Last stage of assembling for the creation of the project Brideology by students Juanita Salga-do, Manuela Mestizo, Maria Camila Calvo, Sara Lucia Gonzalez, Sofia Moncayo. Wedding dress made in bioplastic with organic dandelions insertion realized using made-to-measure pattern molds. Photograph courtesy of the authors.

Even though biofashion may indeed offer a greener version of the industry’s extractive status quo, and yet may be imagined as a human kinship with the living world [1], it also represents a critical point when resuming strength and weakness of teaching and learning design interdisciplinarity. Obregón specified: «We don’t have an issue teaching interdisciplinarity, it’s more the hesitancy of the students into being open in just experimenting whatever happens. They cannot know how fast the fungi are going to grow or if they’re going to be the colour they want to obtain». It’s been observed how often students get anxious when experiments don’t work, but failing is part of the whole process. As a professor, the goal must be to teach them to be flexible and risk-takers, since biology works at its own rhythm without enabling total control. In addition, this process of combining scientific methodologies and biomaterials with fashion design results in a handwork, whereby the limits of scalability and costs arise. As a final note, Danies remarked the definite change in students’ mind-sets; testified by many of them who continue to experiment with biological materials in their thesis projects.

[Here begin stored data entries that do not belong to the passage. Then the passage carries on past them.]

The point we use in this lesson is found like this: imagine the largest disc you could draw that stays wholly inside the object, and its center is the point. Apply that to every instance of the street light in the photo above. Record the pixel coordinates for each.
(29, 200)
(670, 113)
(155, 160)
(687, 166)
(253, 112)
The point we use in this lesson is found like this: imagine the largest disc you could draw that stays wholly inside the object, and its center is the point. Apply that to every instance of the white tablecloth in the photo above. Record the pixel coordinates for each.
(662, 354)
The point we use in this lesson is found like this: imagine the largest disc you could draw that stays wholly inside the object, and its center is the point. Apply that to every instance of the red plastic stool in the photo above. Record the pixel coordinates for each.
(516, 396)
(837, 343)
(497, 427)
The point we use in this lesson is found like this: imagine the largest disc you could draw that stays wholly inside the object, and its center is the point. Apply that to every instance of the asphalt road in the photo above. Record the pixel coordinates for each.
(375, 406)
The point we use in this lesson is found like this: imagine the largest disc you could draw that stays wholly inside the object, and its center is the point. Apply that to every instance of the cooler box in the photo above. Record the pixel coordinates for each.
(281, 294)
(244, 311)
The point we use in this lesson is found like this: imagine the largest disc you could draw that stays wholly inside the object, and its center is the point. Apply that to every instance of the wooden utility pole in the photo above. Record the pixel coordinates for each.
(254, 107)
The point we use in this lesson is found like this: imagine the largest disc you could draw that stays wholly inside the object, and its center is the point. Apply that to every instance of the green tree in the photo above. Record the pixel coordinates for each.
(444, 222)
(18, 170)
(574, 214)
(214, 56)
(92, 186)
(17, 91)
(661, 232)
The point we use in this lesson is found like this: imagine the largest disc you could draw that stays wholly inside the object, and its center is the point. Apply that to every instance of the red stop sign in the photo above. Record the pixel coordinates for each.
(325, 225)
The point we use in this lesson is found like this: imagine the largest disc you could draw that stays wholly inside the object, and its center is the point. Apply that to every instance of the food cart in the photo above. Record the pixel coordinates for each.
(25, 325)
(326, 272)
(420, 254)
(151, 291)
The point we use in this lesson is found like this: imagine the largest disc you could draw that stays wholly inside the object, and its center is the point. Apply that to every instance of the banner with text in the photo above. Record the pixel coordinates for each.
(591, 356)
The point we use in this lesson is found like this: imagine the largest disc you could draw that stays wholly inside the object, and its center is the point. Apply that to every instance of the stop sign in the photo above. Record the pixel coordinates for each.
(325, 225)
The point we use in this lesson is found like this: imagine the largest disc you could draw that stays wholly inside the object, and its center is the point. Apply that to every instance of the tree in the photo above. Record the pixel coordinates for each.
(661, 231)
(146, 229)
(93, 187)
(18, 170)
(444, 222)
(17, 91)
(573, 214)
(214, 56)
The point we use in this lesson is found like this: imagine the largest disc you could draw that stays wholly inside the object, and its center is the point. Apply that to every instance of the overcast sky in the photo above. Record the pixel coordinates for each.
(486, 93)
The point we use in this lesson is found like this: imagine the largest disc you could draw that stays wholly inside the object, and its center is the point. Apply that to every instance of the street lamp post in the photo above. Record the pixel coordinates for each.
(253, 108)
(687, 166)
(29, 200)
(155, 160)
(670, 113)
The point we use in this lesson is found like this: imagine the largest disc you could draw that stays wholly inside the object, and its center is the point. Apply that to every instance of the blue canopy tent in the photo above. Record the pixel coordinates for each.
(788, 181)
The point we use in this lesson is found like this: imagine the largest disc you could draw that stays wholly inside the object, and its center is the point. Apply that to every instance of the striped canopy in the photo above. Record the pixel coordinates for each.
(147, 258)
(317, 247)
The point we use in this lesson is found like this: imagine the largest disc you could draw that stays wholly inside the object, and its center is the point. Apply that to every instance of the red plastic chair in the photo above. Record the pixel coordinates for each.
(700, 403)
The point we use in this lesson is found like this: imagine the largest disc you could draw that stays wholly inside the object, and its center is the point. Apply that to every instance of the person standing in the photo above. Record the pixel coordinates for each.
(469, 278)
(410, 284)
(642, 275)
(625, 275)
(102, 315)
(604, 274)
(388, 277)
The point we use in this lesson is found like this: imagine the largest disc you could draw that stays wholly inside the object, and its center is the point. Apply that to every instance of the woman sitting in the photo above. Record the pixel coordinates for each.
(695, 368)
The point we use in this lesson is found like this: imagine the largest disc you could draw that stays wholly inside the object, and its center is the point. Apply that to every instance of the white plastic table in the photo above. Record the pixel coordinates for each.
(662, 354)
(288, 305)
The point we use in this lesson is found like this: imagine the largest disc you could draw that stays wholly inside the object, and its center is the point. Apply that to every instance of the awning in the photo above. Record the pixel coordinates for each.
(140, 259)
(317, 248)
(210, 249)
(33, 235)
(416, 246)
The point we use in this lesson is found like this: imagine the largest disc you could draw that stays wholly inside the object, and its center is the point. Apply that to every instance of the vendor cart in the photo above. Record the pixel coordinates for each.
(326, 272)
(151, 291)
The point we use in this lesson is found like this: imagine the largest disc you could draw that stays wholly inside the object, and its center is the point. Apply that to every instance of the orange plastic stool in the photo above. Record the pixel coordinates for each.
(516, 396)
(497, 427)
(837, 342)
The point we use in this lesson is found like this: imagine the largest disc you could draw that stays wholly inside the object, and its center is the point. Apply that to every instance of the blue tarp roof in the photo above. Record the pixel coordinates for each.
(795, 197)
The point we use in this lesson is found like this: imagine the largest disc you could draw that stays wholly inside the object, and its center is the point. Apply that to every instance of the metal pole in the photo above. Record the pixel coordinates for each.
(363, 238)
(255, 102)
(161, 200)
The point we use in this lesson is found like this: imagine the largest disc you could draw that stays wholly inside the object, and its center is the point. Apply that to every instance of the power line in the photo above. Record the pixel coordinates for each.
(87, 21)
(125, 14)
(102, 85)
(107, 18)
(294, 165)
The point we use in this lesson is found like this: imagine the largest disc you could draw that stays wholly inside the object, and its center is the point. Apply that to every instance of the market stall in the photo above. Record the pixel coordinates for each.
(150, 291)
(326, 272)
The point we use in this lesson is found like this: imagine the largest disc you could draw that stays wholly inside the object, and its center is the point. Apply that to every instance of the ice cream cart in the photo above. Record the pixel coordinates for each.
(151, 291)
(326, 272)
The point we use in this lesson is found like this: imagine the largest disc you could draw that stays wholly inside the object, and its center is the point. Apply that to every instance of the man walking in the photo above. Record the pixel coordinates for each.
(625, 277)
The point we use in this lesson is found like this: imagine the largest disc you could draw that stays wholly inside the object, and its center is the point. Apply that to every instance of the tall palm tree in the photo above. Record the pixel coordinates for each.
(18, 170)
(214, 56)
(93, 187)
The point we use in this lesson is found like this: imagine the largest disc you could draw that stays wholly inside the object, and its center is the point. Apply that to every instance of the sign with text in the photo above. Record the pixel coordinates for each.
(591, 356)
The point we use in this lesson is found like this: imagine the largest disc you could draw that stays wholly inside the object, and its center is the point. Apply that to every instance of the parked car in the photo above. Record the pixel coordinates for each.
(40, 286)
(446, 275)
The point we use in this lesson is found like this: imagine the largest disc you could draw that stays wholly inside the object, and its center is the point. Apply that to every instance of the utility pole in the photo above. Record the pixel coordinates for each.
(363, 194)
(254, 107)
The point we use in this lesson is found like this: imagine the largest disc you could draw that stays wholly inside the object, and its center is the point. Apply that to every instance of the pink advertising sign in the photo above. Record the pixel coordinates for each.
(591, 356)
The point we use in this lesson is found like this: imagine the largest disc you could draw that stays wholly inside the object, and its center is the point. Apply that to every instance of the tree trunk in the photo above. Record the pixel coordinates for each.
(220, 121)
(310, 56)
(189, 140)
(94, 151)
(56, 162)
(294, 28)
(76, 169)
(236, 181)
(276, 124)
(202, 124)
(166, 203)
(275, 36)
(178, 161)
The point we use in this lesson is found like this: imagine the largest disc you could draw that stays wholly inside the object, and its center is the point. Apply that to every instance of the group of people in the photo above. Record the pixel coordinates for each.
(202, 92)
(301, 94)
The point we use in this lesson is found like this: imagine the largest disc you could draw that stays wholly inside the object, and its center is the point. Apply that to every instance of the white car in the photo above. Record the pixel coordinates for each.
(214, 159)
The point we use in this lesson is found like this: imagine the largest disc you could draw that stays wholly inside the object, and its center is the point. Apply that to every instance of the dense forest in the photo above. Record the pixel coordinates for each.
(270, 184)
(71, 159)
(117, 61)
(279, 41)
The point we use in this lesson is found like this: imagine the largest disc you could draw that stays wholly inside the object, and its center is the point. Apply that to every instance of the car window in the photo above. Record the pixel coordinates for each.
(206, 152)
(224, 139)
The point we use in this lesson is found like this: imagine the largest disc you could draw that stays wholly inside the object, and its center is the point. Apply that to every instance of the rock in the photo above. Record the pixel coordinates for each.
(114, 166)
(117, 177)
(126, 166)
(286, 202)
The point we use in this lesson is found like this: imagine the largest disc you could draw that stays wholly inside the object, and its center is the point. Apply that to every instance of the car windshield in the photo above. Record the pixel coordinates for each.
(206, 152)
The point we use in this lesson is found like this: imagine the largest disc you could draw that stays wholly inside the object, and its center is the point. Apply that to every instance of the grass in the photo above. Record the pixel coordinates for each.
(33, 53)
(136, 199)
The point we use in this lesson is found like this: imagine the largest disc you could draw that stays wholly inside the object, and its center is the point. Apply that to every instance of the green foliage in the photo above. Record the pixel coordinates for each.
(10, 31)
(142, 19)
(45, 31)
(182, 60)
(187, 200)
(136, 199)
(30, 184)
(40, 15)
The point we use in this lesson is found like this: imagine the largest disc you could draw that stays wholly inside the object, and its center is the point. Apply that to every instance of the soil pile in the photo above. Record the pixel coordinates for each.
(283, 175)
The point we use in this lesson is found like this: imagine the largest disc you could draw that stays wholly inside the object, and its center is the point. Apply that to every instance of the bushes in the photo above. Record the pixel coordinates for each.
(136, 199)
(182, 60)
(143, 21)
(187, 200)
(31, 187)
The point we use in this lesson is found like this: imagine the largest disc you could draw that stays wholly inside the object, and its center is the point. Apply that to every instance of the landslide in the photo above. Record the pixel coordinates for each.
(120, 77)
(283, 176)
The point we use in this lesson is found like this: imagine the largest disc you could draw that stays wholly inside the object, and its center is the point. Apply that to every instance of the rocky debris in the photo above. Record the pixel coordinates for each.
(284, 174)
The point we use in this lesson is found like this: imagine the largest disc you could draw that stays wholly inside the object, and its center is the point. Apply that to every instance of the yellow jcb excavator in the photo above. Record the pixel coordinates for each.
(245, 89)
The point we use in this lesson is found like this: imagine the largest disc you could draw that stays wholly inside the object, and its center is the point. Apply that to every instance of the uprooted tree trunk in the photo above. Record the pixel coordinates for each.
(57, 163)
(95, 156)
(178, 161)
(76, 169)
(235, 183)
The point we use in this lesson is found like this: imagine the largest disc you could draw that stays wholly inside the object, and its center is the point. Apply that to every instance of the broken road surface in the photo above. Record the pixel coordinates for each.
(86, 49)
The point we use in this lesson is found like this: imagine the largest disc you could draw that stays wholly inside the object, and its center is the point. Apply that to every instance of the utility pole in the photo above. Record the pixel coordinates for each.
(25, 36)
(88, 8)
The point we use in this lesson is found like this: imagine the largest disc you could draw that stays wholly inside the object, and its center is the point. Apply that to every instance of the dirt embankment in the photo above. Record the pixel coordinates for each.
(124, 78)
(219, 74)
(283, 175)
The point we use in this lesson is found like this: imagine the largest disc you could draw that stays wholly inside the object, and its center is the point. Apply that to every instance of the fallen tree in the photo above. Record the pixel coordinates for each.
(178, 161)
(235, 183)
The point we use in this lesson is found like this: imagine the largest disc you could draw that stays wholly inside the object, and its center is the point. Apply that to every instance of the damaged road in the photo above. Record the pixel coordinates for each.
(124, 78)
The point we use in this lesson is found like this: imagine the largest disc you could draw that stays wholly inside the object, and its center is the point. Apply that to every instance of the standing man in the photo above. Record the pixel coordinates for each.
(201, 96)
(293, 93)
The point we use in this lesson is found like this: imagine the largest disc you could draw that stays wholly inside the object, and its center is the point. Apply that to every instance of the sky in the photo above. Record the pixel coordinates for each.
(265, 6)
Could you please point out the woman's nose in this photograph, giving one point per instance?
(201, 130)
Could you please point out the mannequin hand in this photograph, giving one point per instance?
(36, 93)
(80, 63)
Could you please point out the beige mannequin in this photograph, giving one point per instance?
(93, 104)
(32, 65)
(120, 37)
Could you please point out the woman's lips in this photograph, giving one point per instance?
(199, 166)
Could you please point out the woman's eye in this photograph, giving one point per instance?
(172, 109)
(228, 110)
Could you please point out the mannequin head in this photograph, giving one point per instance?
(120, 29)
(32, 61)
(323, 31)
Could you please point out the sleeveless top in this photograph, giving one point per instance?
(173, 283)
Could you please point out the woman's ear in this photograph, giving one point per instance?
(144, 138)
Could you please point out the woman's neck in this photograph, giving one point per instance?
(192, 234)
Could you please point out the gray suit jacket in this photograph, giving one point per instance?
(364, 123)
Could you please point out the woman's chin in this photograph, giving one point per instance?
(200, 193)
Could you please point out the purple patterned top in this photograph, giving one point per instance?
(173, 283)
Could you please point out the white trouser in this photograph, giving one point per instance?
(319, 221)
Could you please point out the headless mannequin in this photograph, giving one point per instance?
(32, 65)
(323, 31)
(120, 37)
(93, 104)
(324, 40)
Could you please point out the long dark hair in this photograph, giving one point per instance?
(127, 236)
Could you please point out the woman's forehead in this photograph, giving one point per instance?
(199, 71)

The discussion above highlights the reasons why this didactic example recalls the figure of a student-chimera. A chimera is a hybrid plant that owns different natures, that generates oddities in its fruits, that doesn’t only co-live with these forms of bizzarria (which in botany stands for graft) but also enhances them. A fashion designer who is a hybrid, is someone who accepts its gemmary mutations within his professional inter-activity and in his project unpredictable and more experimental outcomes, as elements that characterize and enrich his double nature of fashion designer-plant.

4 Conclusion

In introduction to the essay it emerged how fashion design academic programs need to re-direct fashion designers towards a ‘futuring’ perspective, by inviting them to ‘make kin’ with other living organisms such as plants. A bio-inspired re-direction of the educational paradigm, mutating concept from plant neurobiology and botany, is beneficial to guide next generation fashion designers towards more intense co-design practices and involvement in sustainability. It is able to guide students to co-operate as part of a larger organism while design borders of action are becoming more labile, by teaching them how to adapt to more open and horizontal methodologies. To conclude, the use of the vegetal metaphor applied to two case studies demonstrates how weaving analogies between specific plant attitudes and fashion design helps to enhance the emerging experimental academic fashion curricula in the wake of a hybridized fashion designer-plant.